Hi,
I'm a bit confused about something.
I have a server running Virtualmin GPL, currently 3.76. Some of the apache2 related modules running on it are:
apache2-doc 2.2.8-11vm
apache2-mpm-prefork 2.2.8-11vm
apache2.2-common 2.2.8-11vm
which come from the Virtualmin repository for Hardy Heron.
Problem is ... these modules were installed on the server several months ago and are (relatively) quite old. Normally this is not a problem, except that since the time these modules were installed ...
o Apache has had one or two security releases
o Ubuntu Hardy repositories also have had some security releases for Apache.
So the apache* 2.2.8-11vm packages on my server have not been updated since these security vulnerabilities have come out.
I've tried updating the package information on my server, but it doesn't find any newer apache* modules from the Virtualmin repository.
So my question is ...
Is it okay to be using these apache* 2.2.8-11vm packages? Am I pulling stuff from incorrect repositories?
Is 2.2.8-11vm the latest version of these packages?
If 2.2.8-11vm is the latest, then these packages are outdated and presumably vulnerable. What is Virtualmin's policy on security updates from upstream sources?
I hope you can clarify this. Something doesn't feel quite right.
Thank you.
EDIT: Changing title of post to be more accurate.

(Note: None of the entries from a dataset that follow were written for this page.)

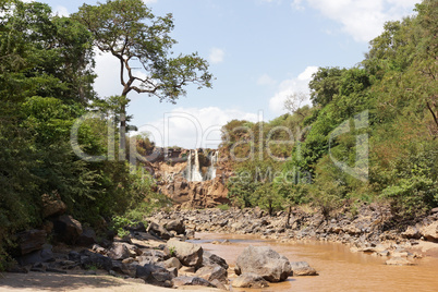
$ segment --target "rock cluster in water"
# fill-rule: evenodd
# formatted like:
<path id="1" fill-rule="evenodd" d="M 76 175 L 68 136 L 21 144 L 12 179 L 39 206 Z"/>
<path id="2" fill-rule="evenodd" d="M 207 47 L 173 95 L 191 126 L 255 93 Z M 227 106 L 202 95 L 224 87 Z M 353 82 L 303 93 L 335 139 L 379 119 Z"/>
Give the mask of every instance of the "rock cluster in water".
<path id="1" fill-rule="evenodd" d="M 414 258 L 419 254 L 407 252 L 422 241 L 438 242 L 438 209 L 415 226 L 402 230 L 385 206 L 363 205 L 357 215 L 338 214 L 326 220 L 320 212 L 299 208 L 269 216 L 254 209 L 180 209 L 171 214 L 159 212 L 156 218 L 180 218 L 187 229 L 197 232 L 257 234 L 283 242 L 320 240 L 349 244 L 352 252 L 374 253 L 380 256 Z M 389 263 L 390 264 L 390 263 Z"/>

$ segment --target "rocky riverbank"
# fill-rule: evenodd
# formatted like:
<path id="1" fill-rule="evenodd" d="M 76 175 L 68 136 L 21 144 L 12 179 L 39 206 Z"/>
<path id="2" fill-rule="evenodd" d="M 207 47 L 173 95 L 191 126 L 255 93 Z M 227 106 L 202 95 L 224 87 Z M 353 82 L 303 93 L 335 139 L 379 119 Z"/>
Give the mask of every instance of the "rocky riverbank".
<path id="1" fill-rule="evenodd" d="M 282 242 L 319 240 L 349 244 L 352 252 L 392 258 L 438 256 L 438 208 L 415 224 L 400 224 L 386 206 L 363 205 L 355 215 L 339 212 L 326 220 L 320 212 L 295 208 L 269 216 L 254 209 L 180 209 L 158 212 L 154 220 L 183 220 L 193 232 L 256 234 Z M 288 221 L 289 220 L 289 221 Z M 388 264 L 394 263 L 388 261 Z M 399 260 L 398 263 L 405 263 Z"/>

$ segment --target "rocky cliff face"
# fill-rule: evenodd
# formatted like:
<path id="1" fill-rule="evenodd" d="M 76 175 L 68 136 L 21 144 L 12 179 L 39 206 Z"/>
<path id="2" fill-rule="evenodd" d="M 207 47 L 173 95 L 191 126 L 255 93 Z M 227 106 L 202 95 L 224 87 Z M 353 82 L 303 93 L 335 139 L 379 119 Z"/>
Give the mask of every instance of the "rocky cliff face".
<path id="1" fill-rule="evenodd" d="M 156 149 L 151 172 L 159 192 L 186 208 L 211 208 L 228 204 L 228 171 L 219 153 L 211 149 Z"/>

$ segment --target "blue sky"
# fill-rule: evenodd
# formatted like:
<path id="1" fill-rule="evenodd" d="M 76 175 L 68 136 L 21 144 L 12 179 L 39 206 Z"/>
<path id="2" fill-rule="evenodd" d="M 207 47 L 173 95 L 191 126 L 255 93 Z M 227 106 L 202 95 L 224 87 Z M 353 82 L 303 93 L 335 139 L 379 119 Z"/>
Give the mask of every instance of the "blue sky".
<path id="1" fill-rule="evenodd" d="M 41 0 L 59 14 L 84 0 Z M 85 1 L 95 4 L 97 1 Z M 285 96 L 306 92 L 318 66 L 354 66 L 386 21 L 412 14 L 418 0 L 145 0 L 156 15 L 172 13 L 174 52 L 197 51 L 210 63 L 212 89 L 190 86 L 177 105 L 130 94 L 133 124 L 158 145 L 215 146 L 231 119 L 282 113 Z M 95 89 L 118 95 L 118 62 L 97 56 Z M 180 118 L 178 118 L 179 115 Z M 165 119 L 166 118 L 166 119 Z M 166 125 L 166 131 L 163 126 Z M 142 127 L 143 126 L 143 127 Z M 210 139 L 208 142 L 208 139 Z M 211 141 L 212 139 L 212 141 Z"/>

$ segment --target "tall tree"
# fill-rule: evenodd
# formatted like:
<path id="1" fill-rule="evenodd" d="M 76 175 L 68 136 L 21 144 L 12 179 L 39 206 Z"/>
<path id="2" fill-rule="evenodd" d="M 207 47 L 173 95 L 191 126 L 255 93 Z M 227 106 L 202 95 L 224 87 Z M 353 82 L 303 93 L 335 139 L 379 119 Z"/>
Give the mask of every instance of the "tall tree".
<path id="1" fill-rule="evenodd" d="M 108 0 L 97 5 L 84 4 L 73 16 L 88 27 L 100 51 L 120 61 L 121 149 L 125 147 L 130 92 L 175 102 L 186 94 L 184 86 L 188 83 L 199 88 L 211 87 L 208 63 L 197 53 L 170 57 L 170 49 L 177 42 L 169 36 L 173 29 L 171 14 L 156 17 L 142 0 Z M 143 74 L 134 66 L 139 66 Z"/>

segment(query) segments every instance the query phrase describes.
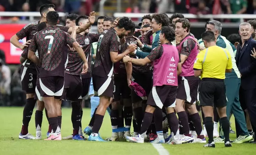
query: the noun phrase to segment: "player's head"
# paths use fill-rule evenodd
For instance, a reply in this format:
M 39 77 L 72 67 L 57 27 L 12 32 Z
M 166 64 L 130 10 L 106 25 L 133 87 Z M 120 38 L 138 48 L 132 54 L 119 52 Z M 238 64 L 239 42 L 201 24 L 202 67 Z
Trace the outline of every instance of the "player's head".
M 103 23 L 103 29 L 104 30 L 113 27 L 112 25 L 114 21 L 114 18 L 109 17 L 106 17 Z
M 76 13 L 71 13 L 66 17 L 66 26 L 72 27 L 76 25 L 76 19 L 79 16 Z
M 177 37 L 186 35 L 190 29 L 189 21 L 185 18 L 180 18 L 175 21 L 175 33 Z
M 41 17 L 46 18 L 47 13 L 49 11 L 55 11 L 54 8 L 55 8 L 55 6 L 52 4 L 44 4 L 40 6 L 39 9 L 39 11 L 41 14 Z
M 153 33 L 161 30 L 162 26 L 169 25 L 169 19 L 163 13 L 154 14 L 152 18 L 151 26 Z
M 87 15 L 80 15 L 76 19 L 76 25 L 77 26 L 85 25 L 89 23 L 89 17 Z M 85 31 L 86 33 L 89 33 L 91 27 Z
M 247 40 L 252 36 L 252 26 L 248 23 L 242 23 L 239 25 L 239 32 L 241 36 L 241 39 Z
M 231 34 L 227 37 L 227 39 L 231 43 L 235 45 L 236 42 L 239 42 L 241 40 L 241 37 L 239 34 L 233 33 Z
M 151 28 L 150 24 L 146 24 L 144 25 L 143 27 L 142 27 L 142 30 L 141 32 L 142 37 L 144 37 L 145 36 L 147 32 Z
M 55 11 L 49 11 L 46 16 L 47 26 L 56 26 L 59 23 L 59 14 Z
M 175 32 L 173 29 L 169 26 L 162 27 L 159 35 L 161 43 L 163 44 L 167 42 L 171 42 L 175 40 Z
M 41 22 L 39 24 L 39 25 L 38 25 L 38 31 L 40 31 L 44 29 L 47 27 L 47 25 L 46 25 L 46 22 L 45 21 Z
M 173 23 L 175 24 L 175 21 L 180 18 L 184 18 L 184 15 L 182 14 L 175 13 L 172 15 L 170 19 Z
M 207 31 L 202 33 L 202 40 L 204 42 L 204 46 L 208 48 L 213 44 L 216 43 L 216 38 L 213 32 Z
M 142 17 L 142 22 L 139 24 L 139 26 L 141 27 L 143 27 L 144 25 L 146 24 L 150 25 L 152 21 L 152 16 L 150 15 L 145 15 Z
M 104 22 L 104 19 L 106 18 L 106 17 L 104 16 L 99 16 L 98 17 L 97 20 L 97 28 L 98 28 L 98 31 L 99 33 L 102 33 L 104 31 L 103 29 L 103 23 Z
M 219 21 L 210 21 L 206 25 L 206 30 L 212 31 L 216 36 L 218 36 L 221 33 L 222 24 Z
M 131 33 L 135 25 L 129 18 L 124 17 L 118 21 L 118 24 L 115 27 L 117 35 L 120 38 L 127 36 Z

Also, if it helps, this is my output from an update. Executing this command didn't change my situation.
$ sudo apt-get update
Hit http://software.virtualmin.com virtualmin-hardy Release.gpg
Ign http://software.virtualmin.com virtualmin-hardy/main Translation-en_AU
Hit http://security.ubuntu.com hardy-security Release.gpg
Ign http://security.ubuntu.com hardy-security/main Translation-en_AU
Ign http://security.ubuntu.com hardy-security/restricted Translation-en_AU
Hit http://us.archive.ubuntu.com hardy Release.gpg
Ign http://us.archive.ubuntu.com hardy/main Translation-en_AU
Ign http://us.archive.ubuntu.com hardy/restricted Translation-en_AU
Hit http://software.virtualmin.com virtualmin-hardy Release
Ign http://security.ubuntu.com hardy-security/universe Translation-en_AU
Ign http://security.ubuntu.com hardy-security/multiverse Translation-en_AU
Hit http://security.ubuntu.com hardy-security Release
Hit http://software.virtualmin.com virtualmin-hardy/main Packages
Ign http://us.archive.ubuntu.com hardy/universe Translation-en_AU
Ign http://us.archive.ubuntu.com hardy/multiverse Translation-en_AU
Hit http://us.archive.ubuntu.com hardy-updates Release.gpg
Ign http://us.archive.ubuntu.com hardy-updates/main Translation-en_AU
Ign http://us.archive.ubuntu.com hardy-updates/restricted Translation-en_AU
Ign http://us.archive.ubuntu.com hardy-updates/universe Translation-en_AU
Ign http://us.archive.ubuntu.com hardy-updates/multiverse Translation-en_AU
Hit http://us.archive.ubuntu.com hardy Release
Hit http://security.ubuntu.com hardy-security/main Packages
Hit http://us.archive.ubuntu.com hardy-updates Release
Hit http://security.ubuntu.com hardy-security/restricted Packages
Hit http://security.ubuntu.com hardy-security/main Sources
Hit http://security.ubuntu.com hardy-security/restricted Sources
Hit http://security.ubuntu.com hardy-security/universe Packages
Hit http://us.archive.ubuntu.com hardy/main Packages
Hit http://us.archive.ubuntu.com hardy/restricted Packages
Hit http://us.archive.ubuntu.com hardy/main Sources
Hit http://us.archive.ubuntu.com hardy/restricted Sources
Hit http://us.archive.ubuntu.com hardy/universe Packages
Hit http://security.ubuntu.com hardy-security/universe Sources
Hit http://security.ubuntu.com hardy-security/multiverse Packages
Hit http://security.ubuntu.com hardy-security/multiverse Sources
Hit http://us.archive.ubuntu.com hardy/universe Sources
Hit http://us.archive.ubuntu.com hardy/multiverse Packages
Hit http://us.archive.ubuntu.com hardy/multiverse Sources
Hit http://us.archive.ubuntu.com hardy-updates/main Packages
Hit http://us.archive.ubuntu.com hardy-updates/restricted Packages
Hit http://us.archive.ubuntu.com hardy-updates/main Sources
Hit http://us.archive.ubuntu.com hardy-updates/restricted Sources
Hit http://us.archive.ubuntu.com hardy-updates/universe Packages
Hit http://us.archive.ubuntu.com hardy-updates/universe Sources
Hit http://us.archive.ubuntu.com hardy-updates/multiverse Packages
Hit http://us.archive.ubuntu.com hardy-updates/multiverse Sources
Reading package lists... Done
Howdy,
You should be seeing version 2.2.8-12vm.ubuntu0.14 for Apache in Virtualmin's repository.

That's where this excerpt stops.